3.      Pemulangan anggota-anggota sipil dan militer Belanda sudah harus selesai tanggal 1 Mei 1963.
4.      Selambat-lambatnya tanggal 1 Mei 1963 pemerintah RI secara resmi menerima penyerahan pemerintahan Irian Barat dari tangan PBB.
5.      Indonesia harus menerima kewajiban untuk mengadakan Penentuan Pendapatan Rakyat (PEPERA) di Irian Barat, paling lambat sebelum akhir tahun 1969.
Sesuai dengan Perjanjian NewYork tanggal 1 Mei 1963 berlangsung upacara serah terima Irian Barat dari UNTEA kepada pemerintah RI. Upacara berlangsung di Holandia (Jayapura). Dalam peristiwa itu, bendera PBB diturunkan dan berkibarlah merah putih, menandai resminya Irian Barat menjadi provinsi ke-26. Nama Irian Barat dirubah menjadi Irian Jaya (sekarang Papua) (info pengetahuan.com)

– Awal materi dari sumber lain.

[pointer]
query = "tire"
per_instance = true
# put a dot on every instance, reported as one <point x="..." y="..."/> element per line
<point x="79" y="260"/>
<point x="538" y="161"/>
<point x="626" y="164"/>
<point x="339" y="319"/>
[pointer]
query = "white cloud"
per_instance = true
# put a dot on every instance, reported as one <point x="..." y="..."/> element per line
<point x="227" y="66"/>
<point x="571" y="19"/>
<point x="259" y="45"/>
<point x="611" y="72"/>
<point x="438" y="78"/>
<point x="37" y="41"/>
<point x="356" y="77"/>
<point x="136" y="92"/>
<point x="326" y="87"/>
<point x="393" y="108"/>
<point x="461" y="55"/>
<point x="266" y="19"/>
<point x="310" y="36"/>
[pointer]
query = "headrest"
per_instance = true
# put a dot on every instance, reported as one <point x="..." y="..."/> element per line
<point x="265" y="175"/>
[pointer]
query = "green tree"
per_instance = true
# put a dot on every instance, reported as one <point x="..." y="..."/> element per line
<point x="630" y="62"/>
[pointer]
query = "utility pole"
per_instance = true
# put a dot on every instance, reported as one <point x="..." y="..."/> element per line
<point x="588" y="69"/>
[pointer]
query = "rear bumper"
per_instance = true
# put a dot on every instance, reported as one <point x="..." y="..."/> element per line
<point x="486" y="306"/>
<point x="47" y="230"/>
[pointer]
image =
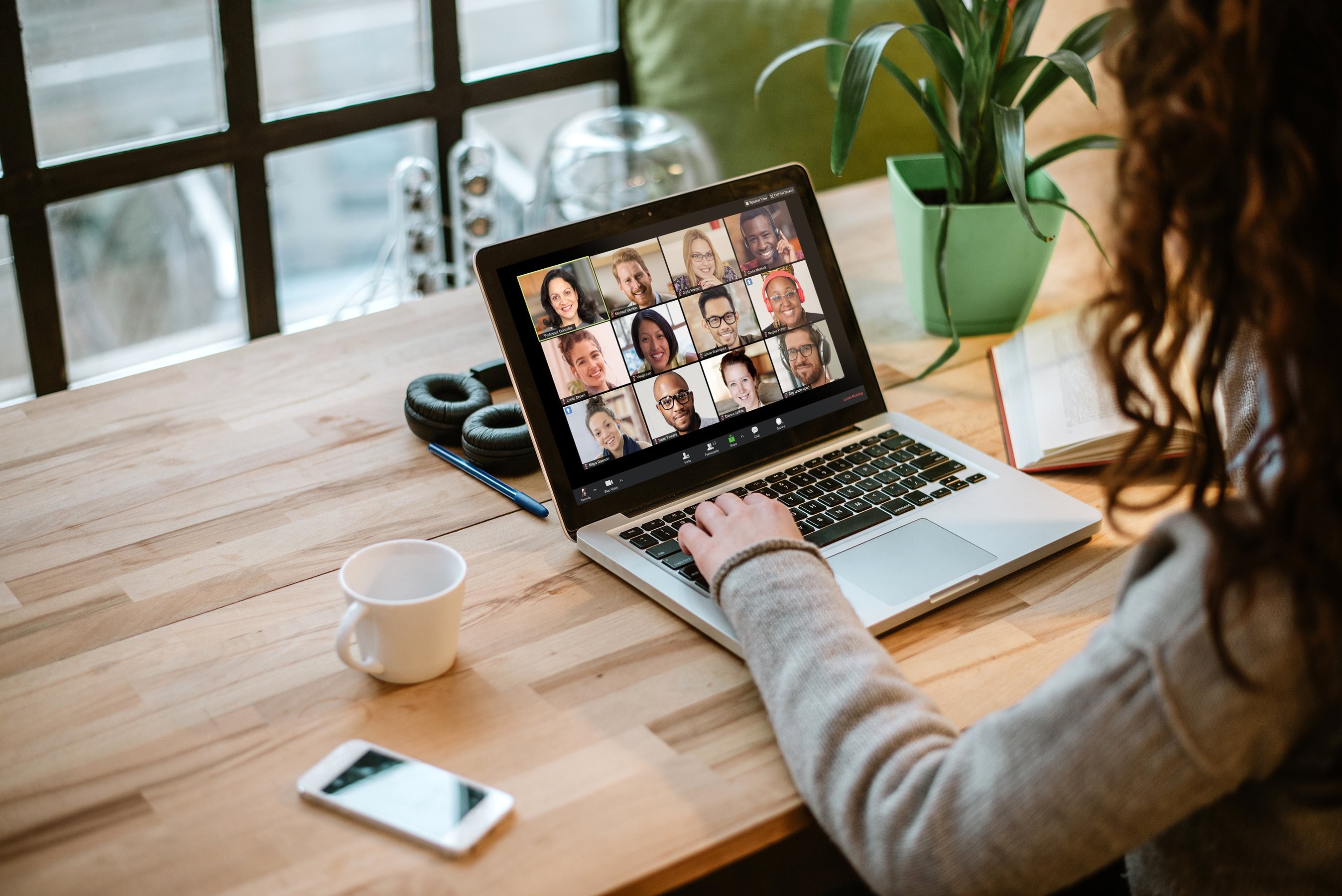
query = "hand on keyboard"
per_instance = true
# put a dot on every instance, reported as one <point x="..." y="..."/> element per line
<point x="729" y="524"/>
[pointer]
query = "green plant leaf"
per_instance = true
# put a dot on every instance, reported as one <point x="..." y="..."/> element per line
<point x="858" y="72"/>
<point x="1085" y="223"/>
<point x="787" y="55"/>
<point x="1011" y="149"/>
<point x="1023" y="27"/>
<point x="1076" y="69"/>
<point x="1085" y="41"/>
<point x="841" y="14"/>
<point x="1012" y="77"/>
<point x="933" y="16"/>
<point x="944" y="54"/>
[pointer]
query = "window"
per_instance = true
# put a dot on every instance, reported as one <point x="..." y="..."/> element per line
<point x="157" y="204"/>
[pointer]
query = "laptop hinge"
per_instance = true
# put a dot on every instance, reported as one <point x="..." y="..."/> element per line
<point x="670" y="499"/>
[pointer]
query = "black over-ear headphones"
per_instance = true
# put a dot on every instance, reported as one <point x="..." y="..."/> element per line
<point x="457" y="410"/>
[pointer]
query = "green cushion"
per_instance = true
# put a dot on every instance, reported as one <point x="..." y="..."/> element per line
<point x="701" y="58"/>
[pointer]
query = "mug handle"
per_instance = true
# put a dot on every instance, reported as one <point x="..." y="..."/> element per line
<point x="345" y="640"/>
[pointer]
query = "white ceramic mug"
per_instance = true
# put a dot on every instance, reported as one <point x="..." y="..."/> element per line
<point x="403" y="601"/>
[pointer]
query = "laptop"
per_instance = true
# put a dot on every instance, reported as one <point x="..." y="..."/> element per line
<point x="705" y="342"/>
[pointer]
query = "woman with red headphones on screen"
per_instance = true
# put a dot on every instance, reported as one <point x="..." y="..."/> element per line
<point x="783" y="298"/>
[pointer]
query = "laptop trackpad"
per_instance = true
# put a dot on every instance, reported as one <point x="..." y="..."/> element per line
<point x="909" y="561"/>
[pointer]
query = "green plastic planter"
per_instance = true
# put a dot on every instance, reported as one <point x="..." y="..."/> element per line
<point x="993" y="263"/>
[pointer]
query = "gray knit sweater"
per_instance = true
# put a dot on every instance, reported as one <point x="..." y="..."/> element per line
<point x="1141" y="745"/>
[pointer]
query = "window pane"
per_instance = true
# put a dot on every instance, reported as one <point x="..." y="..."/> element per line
<point x="15" y="375"/>
<point x="120" y="73"/>
<point x="509" y="35"/>
<point x="332" y="223"/>
<point x="148" y="275"/>
<point x="308" y="51"/>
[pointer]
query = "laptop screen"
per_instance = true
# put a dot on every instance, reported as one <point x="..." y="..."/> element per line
<point x="682" y="340"/>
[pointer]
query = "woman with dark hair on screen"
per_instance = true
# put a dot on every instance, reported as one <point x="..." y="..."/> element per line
<point x="655" y="344"/>
<point x="1199" y="733"/>
<point x="567" y="305"/>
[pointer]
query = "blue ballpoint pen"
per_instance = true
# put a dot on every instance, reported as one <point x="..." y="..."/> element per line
<point x="525" y="502"/>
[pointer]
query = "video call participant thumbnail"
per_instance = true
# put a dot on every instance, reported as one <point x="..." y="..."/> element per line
<point x="807" y="356"/>
<point x="631" y="271"/>
<point x="784" y="296"/>
<point x="655" y="342"/>
<point x="721" y="320"/>
<point x="763" y="243"/>
<point x="677" y="403"/>
<point x="586" y="362"/>
<point x="742" y="380"/>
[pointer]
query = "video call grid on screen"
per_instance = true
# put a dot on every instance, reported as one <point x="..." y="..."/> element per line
<point x="628" y="341"/>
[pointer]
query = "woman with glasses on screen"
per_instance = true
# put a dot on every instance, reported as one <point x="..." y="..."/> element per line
<point x="702" y="265"/>
<point x="567" y="305"/>
<point x="655" y="344"/>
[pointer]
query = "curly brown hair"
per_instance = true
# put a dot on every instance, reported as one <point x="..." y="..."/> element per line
<point x="1228" y="217"/>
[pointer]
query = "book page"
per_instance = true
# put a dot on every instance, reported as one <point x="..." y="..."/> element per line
<point x="1071" y="400"/>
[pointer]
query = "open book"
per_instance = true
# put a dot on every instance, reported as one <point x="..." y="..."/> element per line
<point x="1057" y="408"/>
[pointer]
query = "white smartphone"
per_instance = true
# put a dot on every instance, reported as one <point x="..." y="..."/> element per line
<point x="408" y="797"/>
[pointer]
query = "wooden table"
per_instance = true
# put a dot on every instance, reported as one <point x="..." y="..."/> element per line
<point x="168" y="603"/>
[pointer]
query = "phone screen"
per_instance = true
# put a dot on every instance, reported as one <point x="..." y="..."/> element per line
<point x="412" y="796"/>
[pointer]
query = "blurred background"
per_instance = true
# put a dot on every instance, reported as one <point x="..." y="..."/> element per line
<point x="157" y="206"/>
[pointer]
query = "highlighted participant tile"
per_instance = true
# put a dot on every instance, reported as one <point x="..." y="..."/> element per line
<point x="677" y="403"/>
<point x="609" y="427"/>
<point x="586" y="362"/>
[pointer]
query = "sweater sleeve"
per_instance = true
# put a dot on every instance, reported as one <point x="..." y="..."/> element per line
<point x="1113" y="749"/>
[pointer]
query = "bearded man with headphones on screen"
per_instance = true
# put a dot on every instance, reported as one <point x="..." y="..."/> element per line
<point x="783" y="298"/>
<point x="807" y="354"/>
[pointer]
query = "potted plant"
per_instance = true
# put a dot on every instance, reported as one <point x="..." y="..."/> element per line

8.      What is Organisasi Papua Merdeka (OPM) dan who is finances them?
Organisasi Papua Merdeka (OPM) adalah sebuah organisasi yang didirikan tahun1965 dengan tujuan membantu dan melaksanakan penggulingan pemerintahan yang saat ini berdiri di provinsi Papua dan Papua Barat di Indonesia, sebelumnya Irian Jaya, memisahkan diri dari Indonesia, dan menolak pembangunan ekonomi dan modernitas. Organisasi ini mendapatkan dana dari pemerintah Libya, pemimpin  Muammar Gaddafi dan pelatihan dari grup gerilya “New People’s Army” beraliran maosis yang ditetapkan sebagai organisasi teoris asing oleh Departemen Keamanan Nasional Amerika Serikat.

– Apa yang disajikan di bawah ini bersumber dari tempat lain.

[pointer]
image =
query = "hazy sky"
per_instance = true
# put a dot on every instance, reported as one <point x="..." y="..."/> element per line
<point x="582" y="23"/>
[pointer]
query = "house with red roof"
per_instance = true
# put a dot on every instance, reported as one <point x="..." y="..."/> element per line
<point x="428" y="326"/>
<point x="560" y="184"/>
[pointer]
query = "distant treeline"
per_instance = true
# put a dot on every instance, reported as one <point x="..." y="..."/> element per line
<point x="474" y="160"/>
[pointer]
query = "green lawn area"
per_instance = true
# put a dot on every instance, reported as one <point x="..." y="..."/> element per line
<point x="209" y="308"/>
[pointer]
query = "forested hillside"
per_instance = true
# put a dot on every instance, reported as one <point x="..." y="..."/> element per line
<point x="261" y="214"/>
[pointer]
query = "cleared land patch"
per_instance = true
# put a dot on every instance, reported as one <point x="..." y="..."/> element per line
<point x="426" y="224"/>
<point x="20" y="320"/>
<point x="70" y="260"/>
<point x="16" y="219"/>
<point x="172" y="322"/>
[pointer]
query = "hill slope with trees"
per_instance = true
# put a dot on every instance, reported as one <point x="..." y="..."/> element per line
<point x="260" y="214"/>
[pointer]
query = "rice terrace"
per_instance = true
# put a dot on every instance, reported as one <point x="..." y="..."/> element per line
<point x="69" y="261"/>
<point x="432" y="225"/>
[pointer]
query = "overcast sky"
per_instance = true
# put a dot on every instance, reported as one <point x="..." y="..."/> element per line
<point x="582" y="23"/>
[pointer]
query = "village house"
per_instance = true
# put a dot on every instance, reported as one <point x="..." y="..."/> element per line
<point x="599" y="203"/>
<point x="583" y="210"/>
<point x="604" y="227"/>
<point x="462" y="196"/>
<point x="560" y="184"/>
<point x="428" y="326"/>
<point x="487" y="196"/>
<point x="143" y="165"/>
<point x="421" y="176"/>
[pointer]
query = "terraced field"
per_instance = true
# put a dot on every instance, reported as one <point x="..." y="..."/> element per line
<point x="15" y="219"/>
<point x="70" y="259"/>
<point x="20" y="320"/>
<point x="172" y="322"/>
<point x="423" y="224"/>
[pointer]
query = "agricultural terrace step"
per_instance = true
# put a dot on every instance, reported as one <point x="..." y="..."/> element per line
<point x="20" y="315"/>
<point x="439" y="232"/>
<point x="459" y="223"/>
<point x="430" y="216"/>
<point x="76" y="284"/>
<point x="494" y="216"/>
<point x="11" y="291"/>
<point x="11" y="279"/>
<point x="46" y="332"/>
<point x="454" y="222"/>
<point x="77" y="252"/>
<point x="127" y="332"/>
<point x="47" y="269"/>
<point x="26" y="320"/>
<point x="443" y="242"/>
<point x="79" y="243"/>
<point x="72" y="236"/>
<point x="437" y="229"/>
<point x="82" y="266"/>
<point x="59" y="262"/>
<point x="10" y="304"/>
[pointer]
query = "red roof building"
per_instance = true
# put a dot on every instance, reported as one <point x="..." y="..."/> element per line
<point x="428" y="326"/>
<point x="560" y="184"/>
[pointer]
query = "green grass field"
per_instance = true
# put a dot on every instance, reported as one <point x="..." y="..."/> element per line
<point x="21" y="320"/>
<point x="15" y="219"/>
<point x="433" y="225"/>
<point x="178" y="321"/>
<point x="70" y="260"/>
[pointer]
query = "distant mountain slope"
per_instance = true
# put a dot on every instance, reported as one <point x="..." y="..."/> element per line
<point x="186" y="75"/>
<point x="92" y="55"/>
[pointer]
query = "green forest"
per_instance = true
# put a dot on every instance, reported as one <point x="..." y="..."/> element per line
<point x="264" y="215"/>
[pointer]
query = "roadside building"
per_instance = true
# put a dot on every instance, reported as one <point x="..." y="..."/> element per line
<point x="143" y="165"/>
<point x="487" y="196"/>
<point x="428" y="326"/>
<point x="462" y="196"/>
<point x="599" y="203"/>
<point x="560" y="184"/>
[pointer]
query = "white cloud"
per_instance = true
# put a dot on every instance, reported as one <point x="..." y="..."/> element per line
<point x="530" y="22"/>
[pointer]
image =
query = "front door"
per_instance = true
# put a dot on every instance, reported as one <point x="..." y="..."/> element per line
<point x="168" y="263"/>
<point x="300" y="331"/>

Organisasi ini dianggap tidak sah di Indonesia. Perjuangan meraih kemerdekaan ditingkat provinsi dapat dituduh sebagai tindakan penghianatan terhadap negara. Sejak berdiri, OPM berusaha mengadakan dialog diplomatik, mengibarkan bendera bintang kejora, dan melancarkan aksi militan sebagai bagian dari konflik Papua. Para pendukungnya sering membawa-bawa bintang kejora dan simbol persatuan Papua lainnya., seperti lagu kebangsaan “Hai Tanahku Papua” dan lambang nasional. Lambang Nasional tersebut diadopsi sejak tahun 1961 sampai pemerintahan Indonesia diaktifkan bulan Mei 1963 sesuai Perjanjian NewYork (http://id.wikipedia.org/wiki/organisasi-papua-merdeka)
9.      Will you personally support Papua become a newly separates country?
Secara pribadi, saya tidak setuju jika Papua melepaskan diri dari Indonesia. Alasannya karena Papua menjadi salah satu aset yang berharga yang dimiliki Indonesia. Seharusnya Indonesia khususnya rakyat Papua dapat mengeksplorasi kekayaan alam yang terkandung atau dimiliki oleh bumi tanah Papua, sehingga bisa menjadi salah satu penyumbang devisa terbesar bagi negara.
Alasan lainnya adalah jika Papua ingin memisahkan diri dari Indonesia, jelas sekali bertentangan dengan prinsip kedaulatan sebuah negara yang sudah 67 tahun merdeka. Tidak ingatkah bahwa untuk memerdekakan Indonesia, kita berjuang mati-matian dan berusaha sekuat tenaga agar merebut Papua dari tangan Belanda.
Disisi lain, banyak sekali tuntutan yang tidak mempunyai hakikat yang jelas. Namun, tuntutan tersebut justru lebih banyak dijadikan alat bagi pihak asing untuk memenuhi kepentingan wilayah dan ekonomi mereka. Walaupun sebenarnya Papua ingi memisahkan diri dari Indonesia karena mereka merasa tidak puas terhadap bangsa Indonesia, mereka merasa dijajah oleh bangsanya sendiri (adanya diskriminasi) antara warga Indonesia (jawa, sunda) dengan warga kulit hitam yang mendapat perlakuan tidak adil (semena-mena) dari TNI-Polri dan BP. Tetapi kedudukan Papua lebih pasti setelah diadakan sebuah referendum “Act of Free Choice”. Pada tahun 1969, dimana rakyat Papua tetap memilih menjadi bagian dari Indonesia namun mungkin untuk sekarang ini tidak lagi.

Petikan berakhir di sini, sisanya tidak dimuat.